Após sete décadas de expansão, a gigante dos brinquedos Toys “R” Us chegou a 2018 pressionada por uma dívida bilionária e vendas decepcionantes. A saída foi liquidar 735 lojas nos Estados Unidos. A decisão encerrou a antiga operação física norte-americana e atingiu cerca de 30 mil empregos ligados à rede.

Como a Toys “R” Us chegou à falência?

A Toys “R” Us nasceu de um negócio aberto por Charles Lazarus em 1948 e ganhou seu nome conhecido em 1957. A expansão transformou a rede em referência do varejo infantil, mas também criou uma operação grande, cara e dependente de vendas fortes.

Em setembro de 2017, a companhia entrou no Chapter 11, processo americano usado para tentar reorganizar dívidas. A ideia inicial era preservar o negócio, mas o resultado das vendas e a dificuldade para sustentar a operação levaram ao pedido de liquidação poucos meses depois.

O fechamento das lojas marcou uma das maiores quedas do setor de brinquedos

Por que a dívida pesou tanto na recuperação?
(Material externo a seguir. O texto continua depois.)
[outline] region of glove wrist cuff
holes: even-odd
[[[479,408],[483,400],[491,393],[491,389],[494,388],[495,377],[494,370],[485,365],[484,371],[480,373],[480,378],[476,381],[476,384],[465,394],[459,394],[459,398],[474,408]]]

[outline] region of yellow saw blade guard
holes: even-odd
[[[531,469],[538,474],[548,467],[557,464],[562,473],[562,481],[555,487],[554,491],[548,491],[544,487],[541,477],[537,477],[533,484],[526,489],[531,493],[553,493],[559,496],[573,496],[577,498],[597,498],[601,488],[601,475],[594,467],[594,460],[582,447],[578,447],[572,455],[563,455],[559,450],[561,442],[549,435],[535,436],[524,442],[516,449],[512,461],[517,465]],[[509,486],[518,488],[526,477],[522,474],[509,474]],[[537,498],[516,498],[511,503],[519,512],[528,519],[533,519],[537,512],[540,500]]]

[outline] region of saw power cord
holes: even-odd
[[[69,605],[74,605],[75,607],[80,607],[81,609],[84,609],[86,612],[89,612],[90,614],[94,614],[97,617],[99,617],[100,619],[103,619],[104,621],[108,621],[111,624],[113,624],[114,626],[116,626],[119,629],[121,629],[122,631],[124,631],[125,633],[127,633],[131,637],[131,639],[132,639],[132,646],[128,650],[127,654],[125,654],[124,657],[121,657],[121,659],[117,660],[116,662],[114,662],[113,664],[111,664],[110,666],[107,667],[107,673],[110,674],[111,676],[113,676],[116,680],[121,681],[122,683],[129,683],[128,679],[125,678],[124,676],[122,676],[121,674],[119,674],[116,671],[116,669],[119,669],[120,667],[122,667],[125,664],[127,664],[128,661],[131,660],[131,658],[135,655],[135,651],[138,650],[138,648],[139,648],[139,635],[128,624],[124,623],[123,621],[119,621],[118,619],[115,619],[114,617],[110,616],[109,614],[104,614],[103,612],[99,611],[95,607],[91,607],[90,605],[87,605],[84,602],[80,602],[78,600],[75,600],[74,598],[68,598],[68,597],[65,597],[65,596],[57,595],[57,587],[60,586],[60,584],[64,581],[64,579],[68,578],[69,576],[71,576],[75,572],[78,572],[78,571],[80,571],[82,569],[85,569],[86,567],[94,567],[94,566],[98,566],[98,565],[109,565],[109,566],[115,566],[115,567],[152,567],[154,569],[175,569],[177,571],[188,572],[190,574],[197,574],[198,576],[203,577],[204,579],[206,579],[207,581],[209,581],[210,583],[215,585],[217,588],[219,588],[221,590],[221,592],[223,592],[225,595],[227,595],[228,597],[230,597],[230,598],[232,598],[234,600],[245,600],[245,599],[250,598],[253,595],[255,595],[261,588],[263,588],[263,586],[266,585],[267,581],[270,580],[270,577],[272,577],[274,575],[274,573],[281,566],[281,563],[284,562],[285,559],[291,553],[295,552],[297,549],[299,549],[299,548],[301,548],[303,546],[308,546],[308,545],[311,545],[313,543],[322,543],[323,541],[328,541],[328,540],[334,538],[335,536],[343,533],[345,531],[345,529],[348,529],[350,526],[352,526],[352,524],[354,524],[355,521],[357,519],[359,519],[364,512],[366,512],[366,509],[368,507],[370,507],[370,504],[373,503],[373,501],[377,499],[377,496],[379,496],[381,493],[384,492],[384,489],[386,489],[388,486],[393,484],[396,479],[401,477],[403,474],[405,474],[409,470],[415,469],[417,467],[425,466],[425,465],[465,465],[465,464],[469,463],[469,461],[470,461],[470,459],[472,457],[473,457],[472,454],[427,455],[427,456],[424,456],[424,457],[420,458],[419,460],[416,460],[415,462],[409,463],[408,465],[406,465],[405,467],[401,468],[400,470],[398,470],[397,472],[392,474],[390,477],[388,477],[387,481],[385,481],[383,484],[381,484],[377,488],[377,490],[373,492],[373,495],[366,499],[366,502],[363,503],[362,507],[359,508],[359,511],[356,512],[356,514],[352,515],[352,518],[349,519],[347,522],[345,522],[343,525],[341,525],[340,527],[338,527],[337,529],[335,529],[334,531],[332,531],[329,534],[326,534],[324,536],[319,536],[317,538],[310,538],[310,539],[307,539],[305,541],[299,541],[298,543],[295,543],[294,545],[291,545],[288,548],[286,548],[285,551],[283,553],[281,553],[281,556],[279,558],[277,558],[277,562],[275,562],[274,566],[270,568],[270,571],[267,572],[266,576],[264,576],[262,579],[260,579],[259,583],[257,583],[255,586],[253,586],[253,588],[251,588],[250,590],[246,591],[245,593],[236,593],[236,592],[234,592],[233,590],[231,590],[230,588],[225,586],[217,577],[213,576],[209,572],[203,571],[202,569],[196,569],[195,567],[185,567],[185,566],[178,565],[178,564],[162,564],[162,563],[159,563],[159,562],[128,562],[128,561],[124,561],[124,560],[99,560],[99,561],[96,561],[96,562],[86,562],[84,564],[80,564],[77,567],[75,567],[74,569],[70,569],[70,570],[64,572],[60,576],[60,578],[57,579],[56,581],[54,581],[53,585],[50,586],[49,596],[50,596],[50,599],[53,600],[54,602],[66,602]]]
Antes do pedido de falência, a empresa já carregava US$ 5,2 bilhões em dívidas. Desse total, US$ 3,9 bilhões eram obrigações garantidas. Isso reduzia a margem para investir nas lojas, manter estoques competitivos e atravessar um período de vendas abaixo do necessário.

Mesmo com financiamento disponível durante o Chapter 11, a companhia reconhecia que sua liquidez continuava incerta. O processo precisava pagar a operação diária, despesas profissionais e compromissos do próprio caso de falência, enquanto a rede tentava recuperar vendas e encontrar uma saída financeira sustentável.

O que aconteceu quando a liquidação foi autorizada?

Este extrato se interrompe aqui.